Here is the full pipeline in one script. The SN2 example files in examples/sn2-test/ contain pre-computed QM data so you can run the Seminario + analysis steps immediately.

"""Full TSFF pipeline — SN2 F⁻ + CH₃F transition state."""

import numpy as np
from pathlib import Path

from q2mm.models.molecule import Q2MMMolecule
from q2mm.models.forcefield import ForceField
from q2mm.models.seminario import estimate_force_constants
from q2mm.models.ff_io import save_mm3_fld
from q2mm.optimizers.objective import ObjectiveFunction, ReferenceData
from q2mm.optimizers.scipy_opt import ScipyOptimizer
from q2mm import linear_algebra

QM_REF = Path("examples/sn2-test/qm-reference")

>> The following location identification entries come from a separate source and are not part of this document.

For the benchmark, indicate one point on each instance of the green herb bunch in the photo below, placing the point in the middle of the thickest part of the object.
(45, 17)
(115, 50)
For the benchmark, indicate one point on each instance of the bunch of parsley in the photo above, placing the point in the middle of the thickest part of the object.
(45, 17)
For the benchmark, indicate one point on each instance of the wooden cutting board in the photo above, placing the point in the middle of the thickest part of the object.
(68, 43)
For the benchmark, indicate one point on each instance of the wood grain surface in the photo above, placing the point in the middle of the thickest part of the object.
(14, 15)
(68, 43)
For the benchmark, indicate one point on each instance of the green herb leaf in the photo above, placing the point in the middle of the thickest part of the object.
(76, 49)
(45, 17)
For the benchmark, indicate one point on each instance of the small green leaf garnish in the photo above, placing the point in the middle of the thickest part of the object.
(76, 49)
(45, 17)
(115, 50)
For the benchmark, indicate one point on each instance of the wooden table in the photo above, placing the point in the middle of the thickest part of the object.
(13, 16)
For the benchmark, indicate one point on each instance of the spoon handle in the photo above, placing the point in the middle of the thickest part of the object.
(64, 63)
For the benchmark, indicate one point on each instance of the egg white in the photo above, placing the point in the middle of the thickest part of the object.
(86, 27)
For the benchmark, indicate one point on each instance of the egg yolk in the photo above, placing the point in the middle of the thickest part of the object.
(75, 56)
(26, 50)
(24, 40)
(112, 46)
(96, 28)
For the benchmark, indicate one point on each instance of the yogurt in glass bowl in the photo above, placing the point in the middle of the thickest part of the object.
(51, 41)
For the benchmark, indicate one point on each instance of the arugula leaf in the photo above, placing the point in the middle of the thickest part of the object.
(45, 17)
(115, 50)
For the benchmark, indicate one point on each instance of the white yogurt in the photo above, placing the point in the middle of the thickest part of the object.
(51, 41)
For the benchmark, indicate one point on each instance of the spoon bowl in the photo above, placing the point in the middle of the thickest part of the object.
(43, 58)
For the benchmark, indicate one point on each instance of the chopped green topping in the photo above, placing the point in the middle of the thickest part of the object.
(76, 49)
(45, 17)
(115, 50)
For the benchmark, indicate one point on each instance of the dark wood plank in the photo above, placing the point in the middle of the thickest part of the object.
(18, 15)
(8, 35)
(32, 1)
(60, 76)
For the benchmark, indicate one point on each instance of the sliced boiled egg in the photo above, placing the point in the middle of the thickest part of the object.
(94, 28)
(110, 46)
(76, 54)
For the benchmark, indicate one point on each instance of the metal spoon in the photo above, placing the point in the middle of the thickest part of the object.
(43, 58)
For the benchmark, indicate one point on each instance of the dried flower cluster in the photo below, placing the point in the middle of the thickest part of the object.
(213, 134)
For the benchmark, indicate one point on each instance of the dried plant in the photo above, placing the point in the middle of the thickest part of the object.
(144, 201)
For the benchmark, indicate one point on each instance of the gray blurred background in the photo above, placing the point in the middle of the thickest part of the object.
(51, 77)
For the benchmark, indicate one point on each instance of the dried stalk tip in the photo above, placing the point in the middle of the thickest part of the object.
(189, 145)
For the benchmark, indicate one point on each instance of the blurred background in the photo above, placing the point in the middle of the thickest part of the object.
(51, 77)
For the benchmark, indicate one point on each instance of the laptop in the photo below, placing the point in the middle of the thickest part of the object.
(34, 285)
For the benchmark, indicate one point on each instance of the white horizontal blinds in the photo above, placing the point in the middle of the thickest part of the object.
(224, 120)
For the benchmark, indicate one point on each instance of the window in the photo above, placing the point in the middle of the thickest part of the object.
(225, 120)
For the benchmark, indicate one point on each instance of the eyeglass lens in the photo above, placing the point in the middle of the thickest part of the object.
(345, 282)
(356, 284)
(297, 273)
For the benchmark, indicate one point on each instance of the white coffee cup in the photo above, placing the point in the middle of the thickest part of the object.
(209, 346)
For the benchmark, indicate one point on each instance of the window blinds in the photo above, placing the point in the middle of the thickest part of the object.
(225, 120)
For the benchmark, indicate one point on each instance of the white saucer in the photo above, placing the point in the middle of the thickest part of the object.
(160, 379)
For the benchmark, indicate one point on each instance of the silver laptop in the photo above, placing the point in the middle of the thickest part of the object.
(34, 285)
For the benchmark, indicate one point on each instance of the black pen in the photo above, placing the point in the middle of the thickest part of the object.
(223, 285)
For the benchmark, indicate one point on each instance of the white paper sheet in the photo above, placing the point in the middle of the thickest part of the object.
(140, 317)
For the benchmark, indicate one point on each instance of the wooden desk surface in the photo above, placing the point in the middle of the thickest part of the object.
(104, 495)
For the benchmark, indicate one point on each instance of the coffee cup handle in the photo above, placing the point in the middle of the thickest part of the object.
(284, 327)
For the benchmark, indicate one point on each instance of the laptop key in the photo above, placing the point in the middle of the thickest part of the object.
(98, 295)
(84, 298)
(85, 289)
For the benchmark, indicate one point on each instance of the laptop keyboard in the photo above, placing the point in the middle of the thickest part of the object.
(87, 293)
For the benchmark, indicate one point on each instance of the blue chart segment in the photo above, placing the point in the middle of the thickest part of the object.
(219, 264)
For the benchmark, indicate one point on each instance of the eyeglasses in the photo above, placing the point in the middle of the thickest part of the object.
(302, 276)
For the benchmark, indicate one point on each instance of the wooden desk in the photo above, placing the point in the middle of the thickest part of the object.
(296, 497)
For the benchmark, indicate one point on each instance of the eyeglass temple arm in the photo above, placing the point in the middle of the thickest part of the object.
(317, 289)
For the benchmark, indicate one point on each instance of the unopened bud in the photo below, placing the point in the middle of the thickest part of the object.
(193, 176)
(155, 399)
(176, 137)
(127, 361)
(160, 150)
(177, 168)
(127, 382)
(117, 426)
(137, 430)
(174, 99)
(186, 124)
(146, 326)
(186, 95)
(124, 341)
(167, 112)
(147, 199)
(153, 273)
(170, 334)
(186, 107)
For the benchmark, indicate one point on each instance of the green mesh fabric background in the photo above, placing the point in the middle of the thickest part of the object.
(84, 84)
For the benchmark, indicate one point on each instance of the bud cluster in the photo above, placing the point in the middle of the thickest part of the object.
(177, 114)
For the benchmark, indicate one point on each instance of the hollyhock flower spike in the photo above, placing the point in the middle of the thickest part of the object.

# ── Step 1: Load QM data ──────────────────────────────────────────
mol = Q2MMMolecule.from_xyz(
    QM_REF / "sn2-ts-optimized.xyz",
    charge=-1,
    name="SN2_TS",
    bond_tolerance=1.4,
)
hessian = np.load(str(QM_REF / "sn2-ts-hessian.npy"))
mol = mol.with_hessian(hessian)

print(f"Loaded: {mol.n_atoms} atoms, {len(mol.bonds)} bonds, "
      f"{len(mol.angles)} angles")

# ── Step 2: Seminario estimation ──────────────────────────────────
ff = estimate_force_constants(
    mol,
    zero_torsions=True,
    au_hessian=True,
    invalid_policy="skip",
)

print("\nSeminario estimates:")
for b in ff.bonds:
    print(f"  Bond {b.elements}: k={b.force_constant:.4f} mdyn/Å, "
          f"r₀={b.equilibrium:.4f} Å  {b.label}")
for a in ff.angles:
    print(f"  Angle {a.elements}: k={a.force_constant:.6f} mdyn·Å/rad², "
          f"θ₀={a.equilibrium:.1f}°  {a.label}")

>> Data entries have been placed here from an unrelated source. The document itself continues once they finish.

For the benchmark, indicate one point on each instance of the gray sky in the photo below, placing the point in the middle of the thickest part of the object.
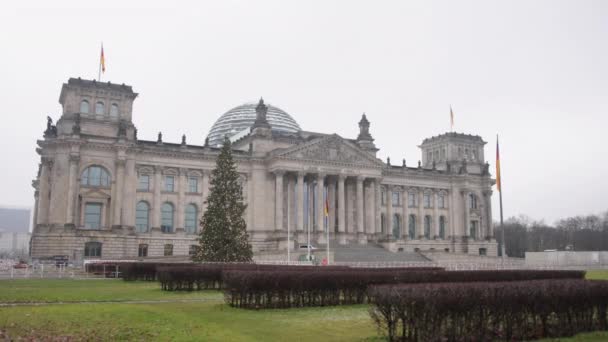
(536, 72)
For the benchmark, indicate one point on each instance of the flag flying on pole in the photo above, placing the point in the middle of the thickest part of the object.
(451, 118)
(497, 165)
(102, 60)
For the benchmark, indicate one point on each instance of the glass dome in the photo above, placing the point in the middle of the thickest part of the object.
(238, 121)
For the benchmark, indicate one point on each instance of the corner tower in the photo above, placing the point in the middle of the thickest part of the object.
(96, 108)
(455, 151)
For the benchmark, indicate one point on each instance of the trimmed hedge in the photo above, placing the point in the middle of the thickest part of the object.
(507, 311)
(210, 276)
(284, 289)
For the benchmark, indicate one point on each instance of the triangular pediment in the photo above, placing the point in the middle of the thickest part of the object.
(332, 148)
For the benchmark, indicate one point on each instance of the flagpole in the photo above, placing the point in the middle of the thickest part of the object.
(99, 72)
(499, 184)
(502, 228)
(288, 236)
(327, 220)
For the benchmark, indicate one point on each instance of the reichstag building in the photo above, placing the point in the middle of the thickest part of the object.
(101, 192)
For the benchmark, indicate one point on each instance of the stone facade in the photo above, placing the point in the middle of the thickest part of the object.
(101, 192)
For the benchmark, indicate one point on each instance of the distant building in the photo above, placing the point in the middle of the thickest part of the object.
(102, 192)
(14, 230)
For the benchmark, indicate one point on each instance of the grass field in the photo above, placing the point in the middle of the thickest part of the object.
(104, 310)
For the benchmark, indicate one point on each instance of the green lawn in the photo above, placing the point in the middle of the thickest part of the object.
(206, 318)
(67, 290)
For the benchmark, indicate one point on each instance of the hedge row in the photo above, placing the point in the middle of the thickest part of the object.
(210, 276)
(284, 289)
(510, 311)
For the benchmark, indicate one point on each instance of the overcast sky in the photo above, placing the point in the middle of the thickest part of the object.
(535, 72)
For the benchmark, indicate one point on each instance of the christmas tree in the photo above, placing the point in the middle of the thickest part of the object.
(223, 237)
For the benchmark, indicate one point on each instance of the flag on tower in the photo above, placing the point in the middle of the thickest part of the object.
(451, 118)
(497, 165)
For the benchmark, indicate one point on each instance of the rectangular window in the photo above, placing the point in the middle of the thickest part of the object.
(411, 199)
(396, 198)
(442, 201)
(92, 215)
(169, 183)
(193, 184)
(144, 183)
(92, 249)
(168, 250)
(143, 250)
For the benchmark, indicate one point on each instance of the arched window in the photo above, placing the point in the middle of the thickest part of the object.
(427, 199)
(191, 213)
(114, 110)
(167, 218)
(473, 230)
(95, 176)
(472, 201)
(142, 251)
(99, 108)
(442, 227)
(92, 249)
(396, 226)
(168, 250)
(84, 107)
(427, 227)
(142, 215)
(411, 231)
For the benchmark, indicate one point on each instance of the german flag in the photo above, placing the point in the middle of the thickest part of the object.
(497, 165)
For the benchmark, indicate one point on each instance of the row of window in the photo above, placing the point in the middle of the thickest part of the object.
(94, 249)
(412, 199)
(99, 108)
(411, 233)
(167, 211)
(93, 212)
(169, 184)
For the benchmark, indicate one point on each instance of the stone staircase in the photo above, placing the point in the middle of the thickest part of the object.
(372, 253)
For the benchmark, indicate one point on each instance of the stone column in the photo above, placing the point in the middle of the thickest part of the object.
(378, 207)
(420, 216)
(290, 202)
(156, 200)
(360, 217)
(371, 208)
(300, 201)
(118, 194)
(489, 222)
(278, 200)
(331, 197)
(467, 214)
(72, 188)
(44, 190)
(436, 213)
(405, 215)
(389, 212)
(341, 210)
(320, 202)
(181, 201)
(205, 191)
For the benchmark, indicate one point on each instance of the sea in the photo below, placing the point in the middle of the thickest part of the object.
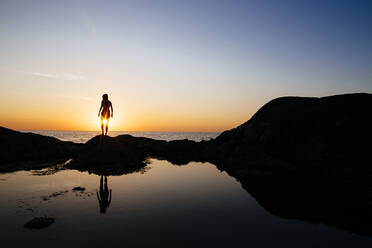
(165, 205)
(84, 136)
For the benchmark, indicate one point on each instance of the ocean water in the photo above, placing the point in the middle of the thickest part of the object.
(84, 136)
(165, 205)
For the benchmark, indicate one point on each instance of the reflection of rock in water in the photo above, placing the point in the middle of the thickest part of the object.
(104, 195)
(39, 223)
(318, 199)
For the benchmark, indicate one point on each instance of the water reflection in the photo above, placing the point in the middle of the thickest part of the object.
(104, 195)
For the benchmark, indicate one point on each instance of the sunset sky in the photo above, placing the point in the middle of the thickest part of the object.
(174, 65)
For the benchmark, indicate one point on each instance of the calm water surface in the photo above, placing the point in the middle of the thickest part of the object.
(194, 205)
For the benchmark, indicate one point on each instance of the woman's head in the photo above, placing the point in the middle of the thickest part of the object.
(105, 97)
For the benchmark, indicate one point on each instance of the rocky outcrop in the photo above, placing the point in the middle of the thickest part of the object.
(328, 132)
(28, 150)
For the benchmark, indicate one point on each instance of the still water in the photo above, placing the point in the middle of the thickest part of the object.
(166, 205)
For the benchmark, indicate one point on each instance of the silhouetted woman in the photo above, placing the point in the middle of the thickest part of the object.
(104, 196)
(104, 111)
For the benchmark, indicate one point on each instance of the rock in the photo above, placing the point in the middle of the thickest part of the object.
(39, 223)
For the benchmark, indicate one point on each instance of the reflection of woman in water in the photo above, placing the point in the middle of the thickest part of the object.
(104, 196)
(104, 112)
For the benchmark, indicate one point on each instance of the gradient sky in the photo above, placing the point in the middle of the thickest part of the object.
(174, 65)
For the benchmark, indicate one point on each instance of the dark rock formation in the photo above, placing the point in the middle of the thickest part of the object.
(39, 223)
(28, 150)
(329, 132)
(303, 158)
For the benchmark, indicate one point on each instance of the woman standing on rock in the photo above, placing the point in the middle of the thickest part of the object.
(104, 111)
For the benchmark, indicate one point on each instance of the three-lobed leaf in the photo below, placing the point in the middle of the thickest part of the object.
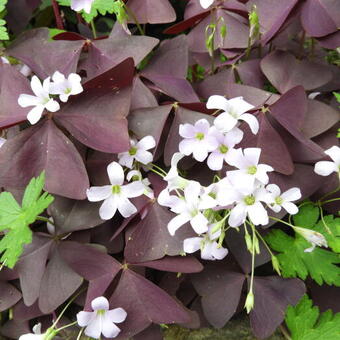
(305, 322)
(15, 220)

# ── Step 3: Reference data ────────────────────────────────────────
# Load QM frequencies
ts_freqs = np.loadtxt(str(QM_REF / "sn2-ts-frequencies.txt"))

# Build reference data from the molecule — bond lengths, angles,
# frequencies, and (optionally) eigenmatrix data are extracted
# automatically.  Toggle include_eigenmatrix, skip_imaginary, etc.
# to control which data types are used.
ref = ReferenceData.from_molecule(
    mol,
    frequencies=ts_freqs,
    skip_imaginary=True,
    include_eigenmatrix=True,
    eigenmatrix_diagonal_only=False,
)
print(f"\nReference observations: {ref.n_observations}")

# ── Step 4: Hessian analysis ──────────────────────────────────────
eigenvalues, eigenvectors = linear_algebra.decompose(hessian)
n_negative = sum(1 for e in eigenvalues if e < -0.001)
print(f"\nHessian eigenvalues: {len(eigenvalues)} total, "
      f"{n_negative} negative (reaction coordinate)")

# ── Step 5: Optimise (requires an MM engine) ──────────────────────
# Uncomment below when you have an MM backend configured:
#
# from q2mm.backends.mm.openmm import OpenMMEngine
# engine = OpenMMEngine()
#
# objective = ObjectiveFunction(
#     forcefield=ff,
#     engine=engine,
#     molecules=[mol],
#     reference=ref,
# )
#
# optimizer = ScipyOptimizer(
#     method="L-BFGS-B", maxiter=500, eps=1e-3
# )
# result = optimizer.optimize(objective)
# print(result.summary())

# ── Step 6: Export ────────────────────────────────────────────────
ff.to_mm3_fld("sn2-ts-seminario.fld")
print("\nSaved: sn2-ts-seminario.fld")

Next Steps

Once you have completed this tutorial, consider:

  • Multiple conformers — add ground-state CH₃F alongside the TS to train a force field that reproduces both minima and the saddle point. Load qm-reference/ch3f-optimized.xyz and its Hessian as a second molecule.

  • Frequency matching — add QM vibrational frequencies to the reference data (Step 4) for a tighter fit of force constants.

  • Torsion scanning — for systems with soft torsions, run a QM torsion scan and add the energy profile to ReferenceData for proper barrier heights.

  • Custom weighting — experiment with different weights to balance geometry accuracy against energy/frequency reproduction.

  • Larger systems — the Rh-enamide example in examples/rh-enamide/ demonstrates TSFF fitting for a transition-metal catalysed reaction with significantly more parameters.

  • Alternative optimisers — try Nelder-Mead for noisy landscapes, or least_squares (Levenberg-Marquardt) when you have more observations than parameters.

  • Consult the API reference — see the API docs for the complete interface of ForceField, Q2MMMolecule, ObjectiveFunction, and all I/O functions.